I dati diffusi venerdi scorso e contenuti nel rapporto dell’Istituto nazionale per l’analisi delle politiche pubbliche (Inapp) sono impietosi: mentre nei Paesi Ocse i salari dal 1991 ad oggi sono cresciuti del 32,5%, in Italia sono cresciuti di appena l’1%. In altre parole, lavoratrici e lavoratori italiani in trent’anni hanno perso un terzo del proprio potere d’acquisto rispetto ai colleghi degli altri Paesi Ocse.
Dati che, indirettamente, confermano la natura politica della decisione del Cnel di affossare la legge sul salario minimo, dal momento che la contrattazione collettiva – indicata dall’ente presieduto da Renato Brunetta come la soluzione – pare non funzionare.

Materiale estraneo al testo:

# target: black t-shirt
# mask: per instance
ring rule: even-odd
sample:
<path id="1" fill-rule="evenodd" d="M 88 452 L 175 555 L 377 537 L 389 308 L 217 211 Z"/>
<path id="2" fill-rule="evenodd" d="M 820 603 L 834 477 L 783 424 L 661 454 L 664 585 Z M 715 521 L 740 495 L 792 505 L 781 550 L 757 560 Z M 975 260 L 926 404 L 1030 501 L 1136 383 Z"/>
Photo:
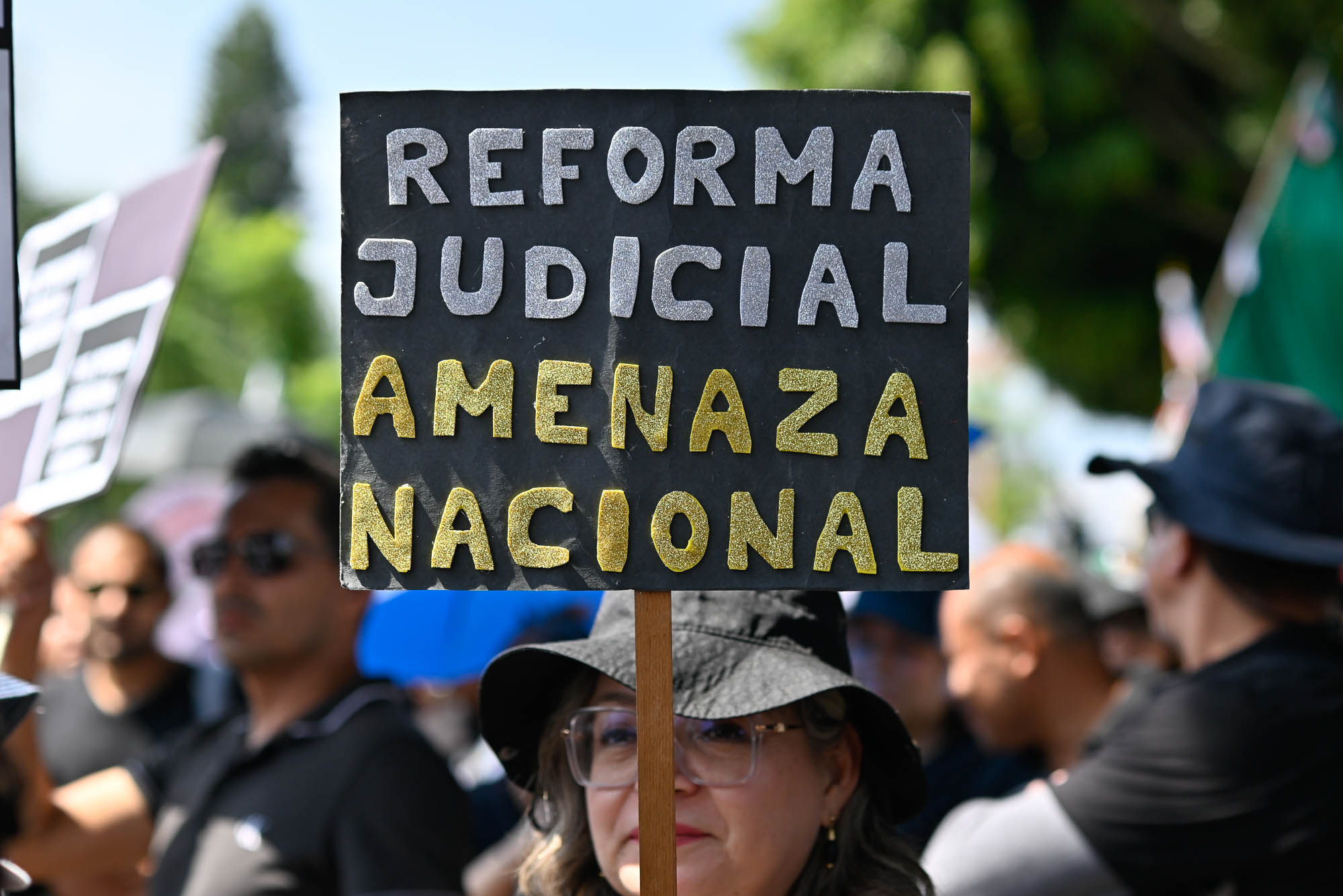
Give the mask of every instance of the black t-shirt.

Salari italiani fermi al palo e contrattazione inefficace: ecco perché serve il salario minimo
«Negli ultimi trent’anni in Italia c’è stato un impoverimento massiccio del mondo del lavoro – commenta ai nostri microfoni l’economista Simone Fana, autore di “Basta salari da fame” – È l’esito di politiche di svalutazione del lavoro e delle politiche economiche che hanno avuto l’unico obiettivo di ristrutturare il mercato del lavoro frantumandolo e disegnano un mercato del lavoro in cui quello precario era lo strumento attraverso cui le imprese dovevano competere».
Per l’economista, questi dati rivelano un’anomalia tutta italiana rispetto al contesto Ocse dove pure i lavoratori e le lavoratrici di altri Paesi hanno subito ristrutturazioni.
L’altro elemento che per Fana non si può non vedere è che la contrattazione collettiva non riesce più a garantire il potere d’acquisto reale dei salari, né con l’inflazione galoppante come negli ultimi due anni, ma nemmeno con un’inflazione bassa come in precedenza. «Non stiamo parlando solo dei contratti pirata, ma anche di contratti firmati dai sindacati più rappresentativi, che prevedono retribuzioni di 6 o 7 euro lordi l’ora – sottolinea l’economista – I sindacati non hanno più la forza della mobilitazione e per questo è necessaria la legge sul salario minimo, che è quel pavimento sotto il quale i contratti collettivi non possono più scendere perché altrimenti continueranno a scendere».
Nel circolo vizioso che si è generato, però, a rimetterci sono anche le casse dello Stato, penalizzate da un minore gettito dovuto proprio alla mancata crescita dei salari nella parte contributiva. Ciò genera una spirale fatta di tagli al welfare, ma porta ripercussioni anche sul sistema pensionistico, con la conseguenza che soprattutto le nuove generazioni saranno costrette ad andare in pensione più tardi e con assegni più magri.
Un problema, quindi, che si riverbera sul futuro, ma che ha i propri effetti anche sul presente. «I salari bassi sono un freno alla crescita dei consumi e della domanda, che è un elemento fondamentale per la crescita economica di un Paese», conclude Fana.